You’d like to take that alarm clock and smash it against your bedroom wall, pull the covers over yourself and quickly slip back under the surface of consciousness. But you can’t. You’d like to have control over your own time, but you can’t. You need that job. You live paycheck to paycheck. You have bills to pay and a standard of living to maintain. (Wage slave). If you have debt, it’s even worse. The wage slave can downgrade lifestyle and change their job. A debt slave MUST.KEEP. WORKING. at the highest salary possible.
I can relate. This is my life right now. I hate debt. I HATE debt.
My workload ebbs and flows with production cycles. A while ago I was facing burnout; pulling weekenders and all-nighters, taking forever to get basic work done, getting daily tension headaches, body-aches. I was eating asprin like candy. More crows feet and laugh lines greeted me in the mirror. I was so stressed, that I ended up doing something that I only did one time before in my life. One day I had to take a sick / mental health day off from work. I was a wreck.
Fortunately, the workload lightened; sometimes by a lot, and the world was ok again. Unfortunately the crows feet and laugh lines didn’t lighten. Sigh.
Now, I’m squeezed between two very large, high profile projects with senior executives watching, and I’m dropping the ball. Co-workers are rushing in to do work that I should have had mostly done by now. Goodbye to any possibility of a salary raise. I’m spending this weekend working to catch up and getting headaches again. Ugh. I want off of this stress roller coaster, but the price of exit is too high. I must keep working at this job. I don’t want to paint my job poorly, most of the people are quite nice and good to work with. I’ve learned from personal experience that that is worth its weight in gold. I’m not in an abusive job (anymore), so I’m not looking to leave. There are things that I really like about my current job and I’m grateful to have it.
It’s just that debt reminds me that I have no choice. I’m not here because I want to be. I’m here because I have to be. I’m working, but not enjoying the benefit. Seeing others my own age and younger with their spouses, homes, cars and exotic travel destinations makes me feel like a failure.
They say that depression is born in the gap between where people want/expect to see themselves in life, and where they actually are in life. This is often the case when we magnify and give too much importance to our perceived failures. Maybe that’s what I have. Or maybe I’m just coming to grips with reality. Maybe the vestiges of my youthful optimism have been burned away.
If you have a lot of debt – deep debt – then you know what I’m talking about. When you look ahead, all you see is a long dark lonely road of debt slavery where you realize how trapped you are. You realize that, if you are fortunate enough to have a job, for the next X years of your life, you will work to make others richer. You realize that you will have no choice but to drag your tired body out of bed every morning, get in your car / on the bus and go to work when you’d rather do anything but. You are a debt slave.

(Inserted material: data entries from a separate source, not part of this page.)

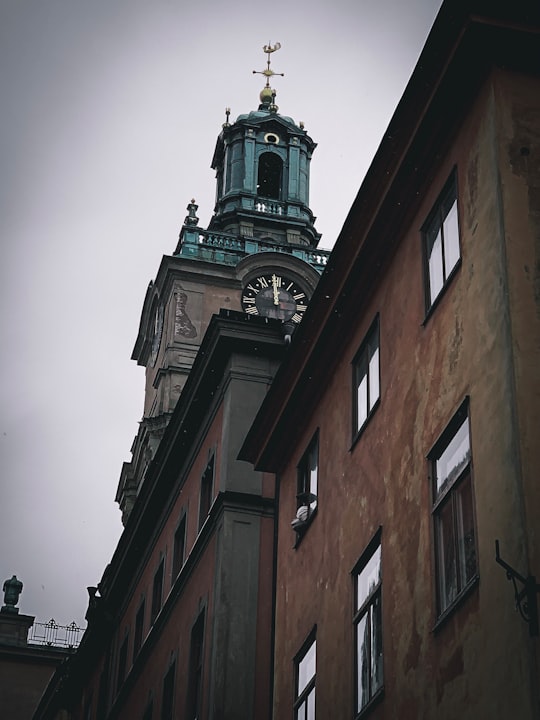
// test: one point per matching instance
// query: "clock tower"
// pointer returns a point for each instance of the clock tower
(258, 256)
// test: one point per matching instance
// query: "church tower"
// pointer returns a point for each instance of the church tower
(258, 255)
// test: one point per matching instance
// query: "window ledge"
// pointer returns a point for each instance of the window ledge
(459, 600)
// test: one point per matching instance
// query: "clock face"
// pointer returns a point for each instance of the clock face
(274, 295)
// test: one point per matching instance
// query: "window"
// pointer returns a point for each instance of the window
(196, 659)
(157, 591)
(366, 377)
(307, 476)
(269, 176)
(122, 663)
(139, 629)
(149, 709)
(167, 705)
(441, 242)
(367, 622)
(87, 709)
(207, 490)
(179, 547)
(305, 668)
(453, 513)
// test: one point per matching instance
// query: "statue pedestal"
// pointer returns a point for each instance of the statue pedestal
(14, 628)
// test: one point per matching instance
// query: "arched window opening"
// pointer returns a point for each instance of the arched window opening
(269, 176)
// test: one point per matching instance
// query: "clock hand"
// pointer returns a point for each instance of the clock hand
(275, 288)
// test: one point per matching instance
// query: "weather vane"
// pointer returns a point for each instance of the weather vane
(268, 73)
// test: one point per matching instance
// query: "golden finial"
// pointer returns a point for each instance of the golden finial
(267, 94)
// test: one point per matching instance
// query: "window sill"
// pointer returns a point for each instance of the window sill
(457, 602)
(442, 292)
(366, 422)
(375, 700)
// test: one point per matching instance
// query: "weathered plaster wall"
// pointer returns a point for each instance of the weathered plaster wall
(476, 664)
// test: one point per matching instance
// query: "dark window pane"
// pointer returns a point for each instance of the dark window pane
(454, 458)
(157, 591)
(446, 556)
(436, 277)
(465, 531)
(376, 645)
(139, 629)
(368, 578)
(363, 661)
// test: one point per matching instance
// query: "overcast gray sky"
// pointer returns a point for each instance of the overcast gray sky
(110, 110)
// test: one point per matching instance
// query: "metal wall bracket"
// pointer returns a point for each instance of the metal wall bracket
(526, 601)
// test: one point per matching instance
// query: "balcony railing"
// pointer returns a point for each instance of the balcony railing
(52, 634)
(230, 249)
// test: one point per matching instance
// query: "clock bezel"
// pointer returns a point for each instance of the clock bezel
(272, 283)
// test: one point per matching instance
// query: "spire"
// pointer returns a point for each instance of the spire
(268, 95)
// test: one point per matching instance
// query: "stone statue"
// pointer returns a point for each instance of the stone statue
(12, 589)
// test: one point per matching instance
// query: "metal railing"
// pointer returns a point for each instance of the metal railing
(50, 633)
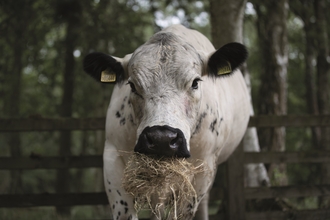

At nearly 40, I’m renting a room and riding the bus to pay back debt. I’m putting off life experiences… I’m right back where I started in life. My standard of living will be lower than my mom’s was. At least she could afford her own apartment and car when raising my siblings and me.
I am accepting that this is where I am and trying to deal with it. I’m serving my time.
Enough of this. Time to catch up on my work.
Where’s my asprin?
What about you? Has your job gone to the dogs? What are you doing about it?